00:29:00.560 The next steps toward enhancing our interpreter will involve constructing a more intricate environment class, capable of supporting recursive calls while preserving unique contexts across multiple invocations. Each function call will maintain its unique scope while ensuring that the previous values remain accessible, as established through our previously defined environment and scope management.

00:30:30.600 Wrapping this all together, we’ve now implemented the Ubie language to support fundamental types and operations, including numeric types, conditional branching, and local variable handling. The interpreter has evolved to allow for user-defined functions while implementing arrays, hashes, and stack management. Upon successfully determining the initial code implementation in around 130 lines, we can condense our tests down to approximately 70 lines.

00:31:25.680 Additionally, I encourage further experimentation with additional functionalities; Perhaps exploring richer types or different scopes may provide better learning opportunities.
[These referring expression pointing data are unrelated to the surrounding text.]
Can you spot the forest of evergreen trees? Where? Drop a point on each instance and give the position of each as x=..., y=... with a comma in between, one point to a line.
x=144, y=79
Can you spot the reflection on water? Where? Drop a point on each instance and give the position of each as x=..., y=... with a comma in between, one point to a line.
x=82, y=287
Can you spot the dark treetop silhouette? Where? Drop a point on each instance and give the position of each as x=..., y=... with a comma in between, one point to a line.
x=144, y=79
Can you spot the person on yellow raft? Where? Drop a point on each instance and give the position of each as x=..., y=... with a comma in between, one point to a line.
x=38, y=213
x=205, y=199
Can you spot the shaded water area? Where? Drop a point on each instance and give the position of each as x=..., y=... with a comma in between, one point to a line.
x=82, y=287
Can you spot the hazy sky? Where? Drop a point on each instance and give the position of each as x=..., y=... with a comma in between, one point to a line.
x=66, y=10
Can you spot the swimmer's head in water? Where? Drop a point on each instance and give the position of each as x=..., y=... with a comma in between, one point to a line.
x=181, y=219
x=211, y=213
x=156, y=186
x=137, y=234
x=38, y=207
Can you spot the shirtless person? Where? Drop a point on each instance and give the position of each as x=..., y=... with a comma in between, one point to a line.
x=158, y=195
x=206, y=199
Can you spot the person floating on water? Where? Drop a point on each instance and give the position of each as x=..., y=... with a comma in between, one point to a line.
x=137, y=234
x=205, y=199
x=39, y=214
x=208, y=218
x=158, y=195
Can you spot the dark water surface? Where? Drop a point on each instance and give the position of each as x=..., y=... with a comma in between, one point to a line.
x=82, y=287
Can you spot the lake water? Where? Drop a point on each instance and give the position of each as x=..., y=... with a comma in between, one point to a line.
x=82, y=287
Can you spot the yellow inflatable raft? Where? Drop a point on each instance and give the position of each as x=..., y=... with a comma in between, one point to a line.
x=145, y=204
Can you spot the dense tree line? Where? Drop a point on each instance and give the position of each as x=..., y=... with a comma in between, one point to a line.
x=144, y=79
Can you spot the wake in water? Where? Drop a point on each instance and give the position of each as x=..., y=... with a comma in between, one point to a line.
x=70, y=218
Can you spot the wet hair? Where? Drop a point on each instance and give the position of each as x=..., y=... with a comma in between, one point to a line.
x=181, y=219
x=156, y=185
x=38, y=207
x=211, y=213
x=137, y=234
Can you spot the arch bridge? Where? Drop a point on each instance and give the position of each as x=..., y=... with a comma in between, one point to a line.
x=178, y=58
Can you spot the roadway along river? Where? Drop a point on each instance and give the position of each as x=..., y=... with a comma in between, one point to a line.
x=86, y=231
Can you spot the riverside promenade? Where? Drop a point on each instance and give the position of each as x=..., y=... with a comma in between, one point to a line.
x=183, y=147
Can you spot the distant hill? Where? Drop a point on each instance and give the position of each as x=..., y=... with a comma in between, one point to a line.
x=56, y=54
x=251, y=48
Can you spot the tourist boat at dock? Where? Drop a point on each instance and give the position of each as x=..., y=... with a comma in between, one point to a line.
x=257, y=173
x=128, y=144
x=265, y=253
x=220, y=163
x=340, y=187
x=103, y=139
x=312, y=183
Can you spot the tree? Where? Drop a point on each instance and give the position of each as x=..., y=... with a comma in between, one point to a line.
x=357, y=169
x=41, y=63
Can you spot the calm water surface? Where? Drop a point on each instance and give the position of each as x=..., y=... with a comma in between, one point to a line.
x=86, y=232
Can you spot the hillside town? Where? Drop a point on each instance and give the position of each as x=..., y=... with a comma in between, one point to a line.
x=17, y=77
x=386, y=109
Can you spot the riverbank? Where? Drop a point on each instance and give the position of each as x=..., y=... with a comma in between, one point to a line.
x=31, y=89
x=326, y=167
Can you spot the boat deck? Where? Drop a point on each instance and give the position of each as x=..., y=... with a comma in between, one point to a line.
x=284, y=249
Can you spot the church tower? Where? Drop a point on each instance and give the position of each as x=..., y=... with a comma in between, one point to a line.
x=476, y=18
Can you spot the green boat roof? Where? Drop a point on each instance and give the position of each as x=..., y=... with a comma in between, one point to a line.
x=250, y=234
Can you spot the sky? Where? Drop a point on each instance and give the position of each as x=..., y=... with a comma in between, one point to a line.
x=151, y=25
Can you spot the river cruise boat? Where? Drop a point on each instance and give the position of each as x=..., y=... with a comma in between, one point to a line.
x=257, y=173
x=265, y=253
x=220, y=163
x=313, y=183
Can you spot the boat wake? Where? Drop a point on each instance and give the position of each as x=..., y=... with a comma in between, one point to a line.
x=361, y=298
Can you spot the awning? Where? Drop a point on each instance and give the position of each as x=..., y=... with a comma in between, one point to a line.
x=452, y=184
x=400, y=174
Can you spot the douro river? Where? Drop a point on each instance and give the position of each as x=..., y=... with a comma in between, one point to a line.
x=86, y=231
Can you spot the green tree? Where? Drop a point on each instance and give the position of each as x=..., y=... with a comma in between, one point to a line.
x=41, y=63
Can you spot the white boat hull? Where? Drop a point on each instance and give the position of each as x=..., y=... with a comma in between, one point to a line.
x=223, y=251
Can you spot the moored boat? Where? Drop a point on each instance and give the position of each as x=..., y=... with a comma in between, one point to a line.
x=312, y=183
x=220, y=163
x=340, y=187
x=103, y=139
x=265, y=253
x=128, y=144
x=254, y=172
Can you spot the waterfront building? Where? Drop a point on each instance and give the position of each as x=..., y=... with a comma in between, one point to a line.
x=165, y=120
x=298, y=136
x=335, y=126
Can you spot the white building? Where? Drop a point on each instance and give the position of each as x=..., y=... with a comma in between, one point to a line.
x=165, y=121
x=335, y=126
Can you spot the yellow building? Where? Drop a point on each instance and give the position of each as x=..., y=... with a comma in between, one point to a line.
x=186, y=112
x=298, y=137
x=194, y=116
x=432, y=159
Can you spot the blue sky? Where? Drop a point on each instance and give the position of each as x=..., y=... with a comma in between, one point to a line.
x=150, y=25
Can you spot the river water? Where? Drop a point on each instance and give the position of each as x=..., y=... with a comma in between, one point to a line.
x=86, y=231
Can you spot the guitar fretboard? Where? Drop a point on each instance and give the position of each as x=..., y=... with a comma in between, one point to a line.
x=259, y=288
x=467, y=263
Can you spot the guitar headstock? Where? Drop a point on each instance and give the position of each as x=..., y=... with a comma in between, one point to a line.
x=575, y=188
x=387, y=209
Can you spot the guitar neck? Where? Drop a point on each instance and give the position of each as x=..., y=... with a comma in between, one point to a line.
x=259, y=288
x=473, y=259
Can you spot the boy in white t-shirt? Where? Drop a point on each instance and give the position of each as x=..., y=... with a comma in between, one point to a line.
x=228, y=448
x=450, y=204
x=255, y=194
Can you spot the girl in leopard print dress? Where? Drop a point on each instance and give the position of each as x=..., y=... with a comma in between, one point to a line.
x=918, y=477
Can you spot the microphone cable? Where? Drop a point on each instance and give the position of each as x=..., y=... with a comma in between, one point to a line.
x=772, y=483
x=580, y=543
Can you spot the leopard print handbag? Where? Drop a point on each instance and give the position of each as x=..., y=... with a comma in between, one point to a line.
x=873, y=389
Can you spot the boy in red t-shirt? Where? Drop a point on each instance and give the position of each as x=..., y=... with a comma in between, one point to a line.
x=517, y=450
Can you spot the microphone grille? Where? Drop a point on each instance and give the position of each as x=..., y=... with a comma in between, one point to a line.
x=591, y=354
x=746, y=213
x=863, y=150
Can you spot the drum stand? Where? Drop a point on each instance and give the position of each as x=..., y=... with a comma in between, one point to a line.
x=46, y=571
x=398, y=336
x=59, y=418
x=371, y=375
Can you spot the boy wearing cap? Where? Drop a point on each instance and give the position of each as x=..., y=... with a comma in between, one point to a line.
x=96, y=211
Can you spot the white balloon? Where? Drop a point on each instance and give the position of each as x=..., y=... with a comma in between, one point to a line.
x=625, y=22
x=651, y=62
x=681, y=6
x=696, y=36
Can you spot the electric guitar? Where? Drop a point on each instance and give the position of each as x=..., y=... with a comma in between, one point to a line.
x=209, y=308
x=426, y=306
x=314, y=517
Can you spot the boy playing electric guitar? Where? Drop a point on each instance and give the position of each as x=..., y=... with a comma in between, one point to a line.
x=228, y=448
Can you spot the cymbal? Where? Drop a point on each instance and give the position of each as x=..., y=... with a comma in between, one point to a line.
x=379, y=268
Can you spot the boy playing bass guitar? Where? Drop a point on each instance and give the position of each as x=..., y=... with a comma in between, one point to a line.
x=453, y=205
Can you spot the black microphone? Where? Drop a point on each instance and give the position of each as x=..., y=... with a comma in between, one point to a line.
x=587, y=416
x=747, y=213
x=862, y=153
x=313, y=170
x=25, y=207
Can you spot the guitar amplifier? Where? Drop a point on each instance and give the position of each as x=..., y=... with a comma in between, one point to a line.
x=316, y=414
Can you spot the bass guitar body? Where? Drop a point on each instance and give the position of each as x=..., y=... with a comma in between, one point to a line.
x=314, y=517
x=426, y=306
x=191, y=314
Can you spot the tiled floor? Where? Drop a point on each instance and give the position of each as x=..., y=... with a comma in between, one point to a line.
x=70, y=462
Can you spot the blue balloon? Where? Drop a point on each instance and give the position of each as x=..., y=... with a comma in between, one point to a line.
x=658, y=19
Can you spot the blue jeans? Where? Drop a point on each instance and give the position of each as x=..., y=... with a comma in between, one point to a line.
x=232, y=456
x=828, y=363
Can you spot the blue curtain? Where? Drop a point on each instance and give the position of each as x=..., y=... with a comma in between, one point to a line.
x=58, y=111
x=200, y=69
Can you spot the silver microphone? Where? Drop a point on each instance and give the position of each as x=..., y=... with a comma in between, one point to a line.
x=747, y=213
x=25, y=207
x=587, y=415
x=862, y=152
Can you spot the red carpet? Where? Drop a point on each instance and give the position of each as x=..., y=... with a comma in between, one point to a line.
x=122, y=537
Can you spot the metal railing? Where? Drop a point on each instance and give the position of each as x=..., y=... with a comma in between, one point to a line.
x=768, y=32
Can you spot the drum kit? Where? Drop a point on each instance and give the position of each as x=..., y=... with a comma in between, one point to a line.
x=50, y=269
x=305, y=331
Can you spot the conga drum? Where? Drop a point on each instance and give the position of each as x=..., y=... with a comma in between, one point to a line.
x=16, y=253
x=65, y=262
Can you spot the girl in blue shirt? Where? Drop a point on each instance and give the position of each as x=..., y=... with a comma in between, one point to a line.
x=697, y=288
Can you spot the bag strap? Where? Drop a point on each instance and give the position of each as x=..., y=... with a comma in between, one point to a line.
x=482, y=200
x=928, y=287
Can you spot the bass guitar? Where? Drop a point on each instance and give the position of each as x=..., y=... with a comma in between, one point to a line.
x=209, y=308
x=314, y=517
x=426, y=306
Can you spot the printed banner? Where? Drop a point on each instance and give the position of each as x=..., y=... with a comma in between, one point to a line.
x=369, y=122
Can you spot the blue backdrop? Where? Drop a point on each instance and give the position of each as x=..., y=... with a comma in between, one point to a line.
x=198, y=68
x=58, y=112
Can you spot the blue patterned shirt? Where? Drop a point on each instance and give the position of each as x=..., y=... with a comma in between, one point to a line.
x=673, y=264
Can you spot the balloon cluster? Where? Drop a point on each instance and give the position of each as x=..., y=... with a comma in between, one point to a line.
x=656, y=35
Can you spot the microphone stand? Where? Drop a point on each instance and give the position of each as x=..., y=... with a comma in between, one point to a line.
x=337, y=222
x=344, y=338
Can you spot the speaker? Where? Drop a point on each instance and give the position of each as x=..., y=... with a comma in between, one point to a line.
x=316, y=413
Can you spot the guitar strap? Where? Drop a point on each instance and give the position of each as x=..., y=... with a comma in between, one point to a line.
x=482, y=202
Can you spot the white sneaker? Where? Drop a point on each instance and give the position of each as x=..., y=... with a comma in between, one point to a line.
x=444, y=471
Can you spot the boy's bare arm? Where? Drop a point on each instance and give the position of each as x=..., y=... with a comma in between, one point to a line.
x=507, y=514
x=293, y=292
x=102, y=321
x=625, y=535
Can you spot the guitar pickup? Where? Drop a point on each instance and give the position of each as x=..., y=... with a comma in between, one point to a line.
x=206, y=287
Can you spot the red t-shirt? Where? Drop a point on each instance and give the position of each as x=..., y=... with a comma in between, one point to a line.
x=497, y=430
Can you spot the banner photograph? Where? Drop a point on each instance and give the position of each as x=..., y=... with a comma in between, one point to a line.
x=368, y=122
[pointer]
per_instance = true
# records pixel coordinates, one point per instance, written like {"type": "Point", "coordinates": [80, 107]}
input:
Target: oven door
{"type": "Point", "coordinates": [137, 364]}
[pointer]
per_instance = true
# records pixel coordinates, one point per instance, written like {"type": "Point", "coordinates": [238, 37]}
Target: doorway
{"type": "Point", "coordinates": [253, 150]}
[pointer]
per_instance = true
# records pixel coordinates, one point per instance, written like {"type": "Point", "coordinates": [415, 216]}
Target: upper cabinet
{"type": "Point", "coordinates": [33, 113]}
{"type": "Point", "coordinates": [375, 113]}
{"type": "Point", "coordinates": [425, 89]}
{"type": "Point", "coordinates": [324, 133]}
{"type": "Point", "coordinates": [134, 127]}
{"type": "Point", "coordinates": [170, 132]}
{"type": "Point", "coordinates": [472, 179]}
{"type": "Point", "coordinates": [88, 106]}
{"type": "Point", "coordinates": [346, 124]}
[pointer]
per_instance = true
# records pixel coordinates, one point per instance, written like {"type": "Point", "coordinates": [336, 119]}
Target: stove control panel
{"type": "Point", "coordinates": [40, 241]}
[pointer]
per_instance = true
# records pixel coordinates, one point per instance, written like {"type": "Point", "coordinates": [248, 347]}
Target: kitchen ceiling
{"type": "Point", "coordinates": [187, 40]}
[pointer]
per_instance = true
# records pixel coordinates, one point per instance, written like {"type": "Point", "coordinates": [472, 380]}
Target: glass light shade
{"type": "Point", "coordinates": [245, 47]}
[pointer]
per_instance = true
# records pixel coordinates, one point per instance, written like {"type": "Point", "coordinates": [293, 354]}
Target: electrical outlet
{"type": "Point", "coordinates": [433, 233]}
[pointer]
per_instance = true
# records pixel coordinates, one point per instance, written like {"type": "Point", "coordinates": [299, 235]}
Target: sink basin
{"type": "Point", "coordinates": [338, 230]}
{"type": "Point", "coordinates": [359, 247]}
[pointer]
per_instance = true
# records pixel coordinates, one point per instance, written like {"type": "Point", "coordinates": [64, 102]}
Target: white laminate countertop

Ultimately, guiding forward with linguistically-driven materials, such as books like "Structure and Interpretation of Computer Programs" and "The Little Schemer," may enhance your understanding of interpretive processes.

00:32:30.000 Before concluding, if you have any questions, feel free to approach me afterward, as I will be available in the hallway.

00:34:00.000 Thank you for your attention, and as an improvised bonus round, I want to share a personal project: I created a Ruby program that analyzes ligatures in English words! The results surprised me; for instance, the word "anti-product" made it to the top five. On that whimsical note, thank you once again, and as I wrap up, here’s a glimpse of my favorite kittens from my last fostering batch.

00:36:30.000 I look forward to your questions!